Le califat de ‘Uthmân est donc bien un moment important dans la formation de l’islam, à la fois comme empire et comme religion. L’établissement de la vulgate ‘uthmânienne est un élément fondamental de la tradition musulmane, aussi bien sunnite que chiite. Mais la reprise des rivalités tribales et notamment de la grande opposition entre le clan umayyade et le clan hashîmite rendent inévitable la guerre civile, qui éclate à la mort du calife.
Bibliographie :
– Albert Hourani, Histoire des peuples arabes, Paris, collection Points Seuil, 1993, 732 pages.
– Bernard Lewis, Histoire du Moyen-Orient – 2000 ans d’histoire de la naissance du christianisme à nos jours, Paris, Albin Michel, 1997, 482 pages.
– Dominique Sourdel & Janine Sourdel, Dictionnaire historique de l’islam, Paris, Presses Universitaires de France, 2004, 962 pages.

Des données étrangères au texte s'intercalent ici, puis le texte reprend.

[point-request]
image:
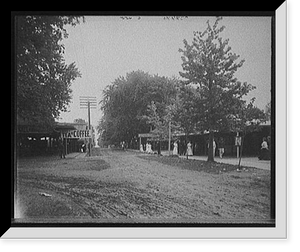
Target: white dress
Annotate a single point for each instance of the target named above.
(189, 149)
(175, 149)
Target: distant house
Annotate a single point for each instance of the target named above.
(32, 139)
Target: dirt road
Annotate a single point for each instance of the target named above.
(125, 187)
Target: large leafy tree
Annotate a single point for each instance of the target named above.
(209, 66)
(125, 102)
(43, 79)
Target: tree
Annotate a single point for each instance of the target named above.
(209, 66)
(125, 102)
(43, 78)
(248, 118)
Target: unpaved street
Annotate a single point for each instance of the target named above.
(128, 186)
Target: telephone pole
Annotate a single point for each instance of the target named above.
(88, 102)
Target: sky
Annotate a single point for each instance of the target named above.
(106, 47)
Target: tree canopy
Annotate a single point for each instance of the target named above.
(209, 66)
(43, 79)
(125, 103)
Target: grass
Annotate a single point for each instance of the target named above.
(195, 165)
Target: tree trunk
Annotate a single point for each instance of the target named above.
(210, 147)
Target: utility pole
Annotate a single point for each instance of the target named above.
(88, 102)
(170, 136)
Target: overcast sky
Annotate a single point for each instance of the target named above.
(106, 47)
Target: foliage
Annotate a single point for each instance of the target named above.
(43, 78)
(125, 103)
(209, 66)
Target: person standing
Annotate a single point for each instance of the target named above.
(189, 149)
(141, 148)
(264, 150)
(221, 147)
(214, 147)
(175, 149)
(61, 148)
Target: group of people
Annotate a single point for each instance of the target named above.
(189, 151)
(179, 148)
(148, 148)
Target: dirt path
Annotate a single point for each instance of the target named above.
(122, 186)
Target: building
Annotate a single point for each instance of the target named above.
(33, 139)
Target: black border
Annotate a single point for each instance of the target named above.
(264, 12)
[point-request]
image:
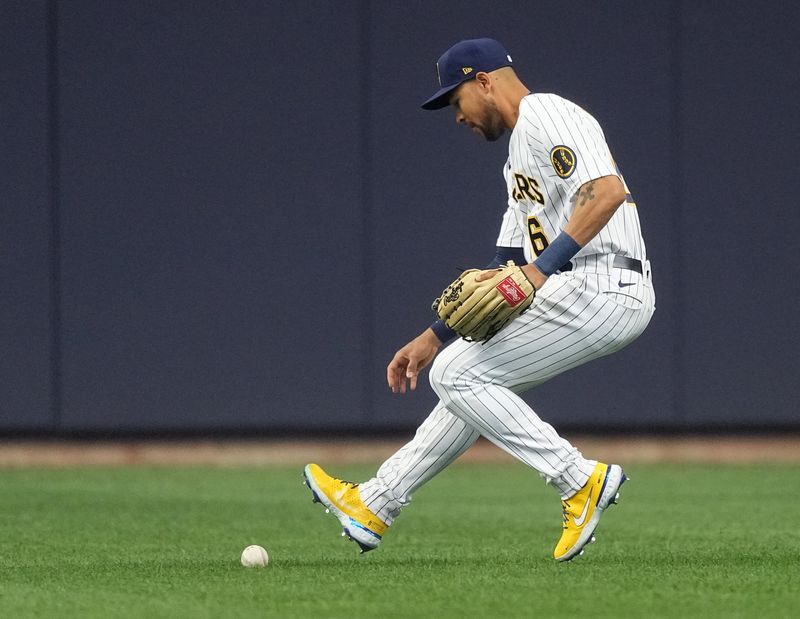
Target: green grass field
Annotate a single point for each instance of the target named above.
(685, 541)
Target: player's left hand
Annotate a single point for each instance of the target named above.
(407, 362)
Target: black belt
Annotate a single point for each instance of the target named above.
(620, 262)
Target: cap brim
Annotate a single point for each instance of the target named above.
(440, 99)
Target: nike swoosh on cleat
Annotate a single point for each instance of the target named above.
(582, 518)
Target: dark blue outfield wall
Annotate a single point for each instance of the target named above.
(228, 216)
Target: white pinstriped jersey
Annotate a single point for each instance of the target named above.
(555, 148)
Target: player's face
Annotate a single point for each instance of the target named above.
(475, 108)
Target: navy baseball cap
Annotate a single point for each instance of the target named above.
(461, 63)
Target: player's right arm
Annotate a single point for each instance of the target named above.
(407, 362)
(411, 359)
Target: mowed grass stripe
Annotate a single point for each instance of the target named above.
(685, 541)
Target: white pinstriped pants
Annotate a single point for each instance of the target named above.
(576, 317)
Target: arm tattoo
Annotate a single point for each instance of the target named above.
(587, 193)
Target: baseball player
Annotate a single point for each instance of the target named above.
(572, 223)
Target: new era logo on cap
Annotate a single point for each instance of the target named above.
(462, 62)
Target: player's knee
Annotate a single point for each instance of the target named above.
(443, 377)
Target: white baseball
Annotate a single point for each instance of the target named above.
(254, 556)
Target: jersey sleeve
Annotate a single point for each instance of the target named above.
(510, 233)
(570, 142)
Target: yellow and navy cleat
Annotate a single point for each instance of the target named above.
(341, 498)
(582, 511)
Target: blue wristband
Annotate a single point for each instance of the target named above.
(557, 254)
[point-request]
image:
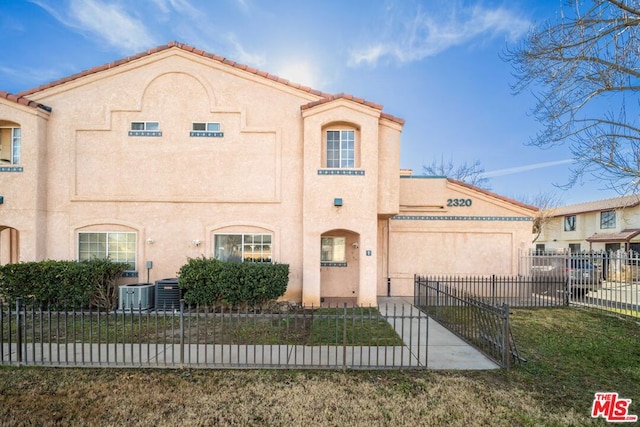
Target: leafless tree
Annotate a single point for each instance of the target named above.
(584, 69)
(546, 202)
(465, 172)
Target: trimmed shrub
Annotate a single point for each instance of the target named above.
(62, 283)
(208, 281)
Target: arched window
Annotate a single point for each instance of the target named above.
(341, 146)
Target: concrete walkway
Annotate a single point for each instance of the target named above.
(441, 350)
(444, 350)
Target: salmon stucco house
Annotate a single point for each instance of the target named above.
(176, 153)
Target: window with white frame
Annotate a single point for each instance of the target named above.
(341, 148)
(206, 129)
(10, 145)
(145, 129)
(249, 247)
(116, 246)
(333, 249)
(608, 219)
(570, 223)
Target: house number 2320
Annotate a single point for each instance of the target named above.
(459, 202)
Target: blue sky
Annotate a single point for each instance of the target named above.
(435, 63)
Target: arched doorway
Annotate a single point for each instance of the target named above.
(339, 266)
(9, 245)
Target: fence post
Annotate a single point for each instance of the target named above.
(18, 331)
(506, 346)
(181, 331)
(344, 336)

Régis Blachère et Claude Gilliot, article « Coran », Encyclopédie Universalis.
Tatiana Pignon
Tatiana Pignon est élève en double cursus, à l’Ecole Normale Supérieure de la rue d’Ulm, ainsi qu’à l’Université de la Sorbonne en Histoire et en langue. Elle s’est spécialisée en l’histoire de l’islam médiéval.
Notes
[1] Le mot « Coran », « qu’rân » en arabe, signifie littéralement « récitation » : il s’agit de la parole de Dieu que les musulmans se transmettaient par oral, en récitant les versets.
[2] « mus‘haf » en arabe.
[3] Cet exemplaire, appelé le Coran de ‘Uthmân, est conservé en Ouzbékistan, à Tachkent, dans la bibliothèque d’une mosquée ; l’autre copie originelle préservée se trouve au palais de Topkap ?, à Istanbul, en Turquie.
[4] Les Hashîmites, descendants de Hashîm, forment le clan auquel appartenait le Prophète Muhammad au sein de la tribu des Quraysh, à La Mecque.